The Universal Key

Mario Senzale
About the Author:
Mario Senzale is a South American writer and mathematician currently living in Indianapolis, Indiana. To date, he has seventeen short stories accepted for publication, five of them already available in Expat Press, Cryptic Frog, Last Girls' Club, Weird Daze and Horrific Scribes.
Website: mariosenzale.neocities.org.
Social Media: mariosenzale.bsky.social
The Universal Key
I had been on the tenure track for eight months when I let it go - long enough to realize the math didn’t work. "Sixty-five is a solid start," the Department Chair had told me in January, leaning back in a leather chair he bought in the nineties. "With the benefits package, you’re set." In 1999, 65k was a life. In 2025, it was a joke - told by old men who bought their homes for the price of a Buick Encore. But we wanted to start living. We were tired of renting, tired of waiting for the market to crash. So we bought half a duplex ten miles from campus, in an "up-and-coming" neighborhood with an F on every crime map. 250k, 7% interest rate, 52% of my take-home pay.

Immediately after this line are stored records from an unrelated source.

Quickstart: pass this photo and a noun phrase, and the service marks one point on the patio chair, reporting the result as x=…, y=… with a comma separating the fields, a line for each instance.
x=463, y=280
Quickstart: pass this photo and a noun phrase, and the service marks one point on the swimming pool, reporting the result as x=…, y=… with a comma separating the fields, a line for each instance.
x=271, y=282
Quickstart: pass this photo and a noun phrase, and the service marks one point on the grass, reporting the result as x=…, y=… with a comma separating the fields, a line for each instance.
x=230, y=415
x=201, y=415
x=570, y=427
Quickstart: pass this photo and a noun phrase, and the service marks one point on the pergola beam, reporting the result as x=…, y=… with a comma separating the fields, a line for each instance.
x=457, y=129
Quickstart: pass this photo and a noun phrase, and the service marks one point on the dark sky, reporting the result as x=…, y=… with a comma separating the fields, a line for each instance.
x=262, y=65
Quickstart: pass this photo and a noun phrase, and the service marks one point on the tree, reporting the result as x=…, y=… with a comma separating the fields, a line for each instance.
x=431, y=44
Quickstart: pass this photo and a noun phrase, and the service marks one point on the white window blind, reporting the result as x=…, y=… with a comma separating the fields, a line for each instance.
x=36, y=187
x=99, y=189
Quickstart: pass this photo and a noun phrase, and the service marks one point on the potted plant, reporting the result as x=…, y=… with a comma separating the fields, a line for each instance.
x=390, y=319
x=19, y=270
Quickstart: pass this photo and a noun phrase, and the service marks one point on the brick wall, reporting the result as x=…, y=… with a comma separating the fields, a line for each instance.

11:30 PM. Basement office. Cinder blocks painted a glossy, institutional beige. I was grading papers for Writing in the Sciences. Not really my job. I needed the overtime from the extra sections to pay for the water heater that had blown last month. Above me, the fluorescent light buzzed. Not a hum. An angry, insect buzz. One of the tubes was dying. It flickered in a rhythmic, yellow spasm. A stuttering Morse. SOS. Driving me insane.
I needed to piss. I walked down the hallway, the linoleum sticky under my sneakers, streaked with shades of brown like one of the old-timers had shat himself and people just walked it through. The building was dead quiet. I peed on pee and washed my hands with the foamy soap that smelled like urinal cakes and walked back.
I didn't think. I just put my key in the lock and walked in. The smell hit me first. Old drool. Richard Klein’s drool. I looked back at the open door. His name was still on the placard, though someone had tried to peel it off. The 'Universal Key' worked. The entire basement had been re-keyed to a single master code years ago to save on locksmith fees. If you lost your key, you just asked a colleague. Klein had taken his books, his awards, even his desk. But he left the radiator. And the thing chained to it.
It was small. Maybe the size of a toddler or a big dog. It sat huddled in the corner, its back to the peeling paint. It was naked, its skin the color of a nicotine stain. And the wings, big useless stubs dragging on the dirty floor. Plucked and pale, like the ones you get at Kroger. It turned to look at me. Its eyes were huge. Blue. There was no malice in them. Just an infinite, crushing boredom. The thing shifted. The chain rattled. I stepped closer. My shoes squeaked on the tile. The thing blinked. Slowly. I looked at the padlock. Then I looked at the key in my hand. The cheap brass key with the “do not duplicate” stamp. I thought about the mortgage. About Thea wanting a baby, and me doing the math in my head every time she brought it up. About how “lucky” I was to land a tenure-track job.
Klein knew. He kept this thing here. Maybe it was the source of his luck. Of boomers’ luck. Or maybe he just forgot about it, the way administration forgets about everything down here. The light in the hallway flickered. SOS. Fuck it.
Maybe it would bring balance. Or maybe it would seek revenge. I didn’t care. I did it because I was angry. I was angry at the interest rates, angry at the flickering light, angry at the smell of foamy soap, angry that everything costs and nobody got - I knelt. The thing smelled like wet dog. I put the key in the padlock. It shouldn't have fit, but everything here was bought in bulk, everything was the lowest bidder, everything was interchangeable.
Click.
The shackle popped open. I pulled the chain loose. It fell to the floor with a heavy, dead clank. The thing looked at its ankle. The skin was rubbed raw, gray and callous. It looked at me and stood up, its joints popping like dry twigs. It stretched those plucked, ugly wings. Then it walked past me. A shuffling, tired gait. It walked out the door, into the hallway, under the buzzing, yellow light. I followed it to the stairwell. I watched it push the heavy fire door open with the weight of its body. Then, it was gone.
The hallway was empty. I looked at the open padlock in my hand. I walked back to my office. Sat down. The light flickered above. I picked up the next essay. "Climate Change and the Economy." Em-dash. ChatGPT. I gave it a B. Then I went home, hoping that whatever I let out would either fix everything or burn it all down before the end of the month.